Christoph Marzi – Die wundersame Geschichte der Faye Archer

Faye Archer hat ihr Studium abgebrochen, nun arbeitet sie als Verkäuferin in einem kleinen Buchladen in Brooklyn und gibt gelegentlich Konzerte in einer früheren Fabrikhalle. Im Großen und Ganzen ist sie mit ihrem Leben recht zufrieden. Bis eines Tages ein Mann den Buchladen betritt und einen Satz sagt, der Faye vollkommen elektrisiert …

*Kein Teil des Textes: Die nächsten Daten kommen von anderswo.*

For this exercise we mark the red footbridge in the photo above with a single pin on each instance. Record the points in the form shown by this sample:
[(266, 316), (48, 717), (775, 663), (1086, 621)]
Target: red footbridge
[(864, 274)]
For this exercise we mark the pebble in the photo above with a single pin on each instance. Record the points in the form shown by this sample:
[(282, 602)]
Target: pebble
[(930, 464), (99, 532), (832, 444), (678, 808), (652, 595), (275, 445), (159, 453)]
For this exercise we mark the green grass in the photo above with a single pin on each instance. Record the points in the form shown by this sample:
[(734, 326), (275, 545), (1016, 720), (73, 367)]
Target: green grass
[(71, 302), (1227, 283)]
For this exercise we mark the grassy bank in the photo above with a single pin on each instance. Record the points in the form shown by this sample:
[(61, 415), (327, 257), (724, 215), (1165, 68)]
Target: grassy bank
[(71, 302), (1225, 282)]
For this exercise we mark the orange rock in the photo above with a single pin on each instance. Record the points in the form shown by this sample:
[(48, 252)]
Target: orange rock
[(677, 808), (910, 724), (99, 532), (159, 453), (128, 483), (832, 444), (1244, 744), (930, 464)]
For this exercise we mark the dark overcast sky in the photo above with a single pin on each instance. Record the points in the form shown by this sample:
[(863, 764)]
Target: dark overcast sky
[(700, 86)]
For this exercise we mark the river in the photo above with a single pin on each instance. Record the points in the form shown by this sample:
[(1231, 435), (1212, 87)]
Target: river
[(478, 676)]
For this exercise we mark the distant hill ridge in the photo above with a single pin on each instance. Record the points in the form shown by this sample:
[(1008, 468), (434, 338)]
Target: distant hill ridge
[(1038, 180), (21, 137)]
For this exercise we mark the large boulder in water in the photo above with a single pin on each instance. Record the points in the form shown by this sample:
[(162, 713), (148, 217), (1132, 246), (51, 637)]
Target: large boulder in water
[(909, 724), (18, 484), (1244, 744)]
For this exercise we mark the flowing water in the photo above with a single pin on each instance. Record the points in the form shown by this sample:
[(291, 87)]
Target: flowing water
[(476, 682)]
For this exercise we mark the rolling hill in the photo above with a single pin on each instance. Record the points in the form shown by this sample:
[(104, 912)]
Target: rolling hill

Eigentlich passt „Die wundersame Geschichte der Faye Archer“ überhaupt nicht in mein Beuteschema. Um reine Liebesgeschichten mache ich normalerweise einen großen Bogen. Als ich dann zu Hause damit auf dem Sofa saß und zum zweiten Mal den Klappentext las, fragte ich mich, warum in aller Welt ich es hatte lesen wollen! Es kann wohl nur des Autors wegen gewesen sein. Christoph Marzis Schreibstil gefiel mir schon in seinem Zyklus der Uralten Metropolen ausgesprochen gut. Also las ich jetzt eben eine Liebesgeschichte.

Und ich muss sagen, es war eine sehr angenehme Liebesgeschichte. Keinerlei Kitsch, keinerlei Klischees, dafür unglaublich viel Stimmung, Lebendigkeit, Charme. Das liegt zu einem großen Teil an der Protagonistin.

Faye ist eine ausgesprochen sympathische Zeitgenossin. Morgenmufflig, ein wenig chaotisch und mit einem Faible fürs Ruhige und Nostalgische. Sie ist gern freundlich zu den Menschen, ihr Selbstbewusstsein ist allerdings nicht allzu ausgeprägt, weshalb es einfach ist, sie ein wenig unterzubuttern. Vor allem aber ist Faye ein überschwänglicher, emotionaler Mensch. Und weil sie das ist, reißt sie den Leser mit, ganz gleich, ob es ihr gerade blendend geht oder eher miserabel.

Aber das ist es nicht allein. Faye ist Musikerin, Musik spielt folglich eine große Rolle. Ganz gleich, ob beiläufig erwähnt wird, was gerade im Radio oder in der Kneipe läuft, ob Faye bei Freunden im Plattengeschäft steht und nach etwas sucht, das zu ihrer Stimmung passt, oder ob sie zu Hause etwas Entsprechendes auflegt, die Songs sind ein zentraler Bestandteil der Geschichte. Wohl dem, der all den Titeln und Interpreten auch Melodien zuordnen kann. Ich konnte es leider nicht immer, das tat der Sache jedoch zum Glück keinen allzu großen Abbruch. Denn abgesehen von all den genannten Liedern komponiert und textet Faye auch selbst. Nicht, dass sie sich dabei lang und breit über Details ausließe, und doch hatte ich beim Lesen eine ziemlich genaue Vorstellung vom Ergebnis. Nicht unbedingt meine bevorzugte Ecke, aber das Konzert hätte ich mir schon angehört. Dazu kommt, dass Faye auch empfänglich für Geräusche ist, die nicht unmittelbar mit Musik zu tun haben. Natürliche Geräusche wie Regen, Wind, raschelndes Laub, aber auch das Lachen von Kindern, Fahrradklingeln, Motorgeräusche, all das ist Bestandteil des entstehenden Bildes.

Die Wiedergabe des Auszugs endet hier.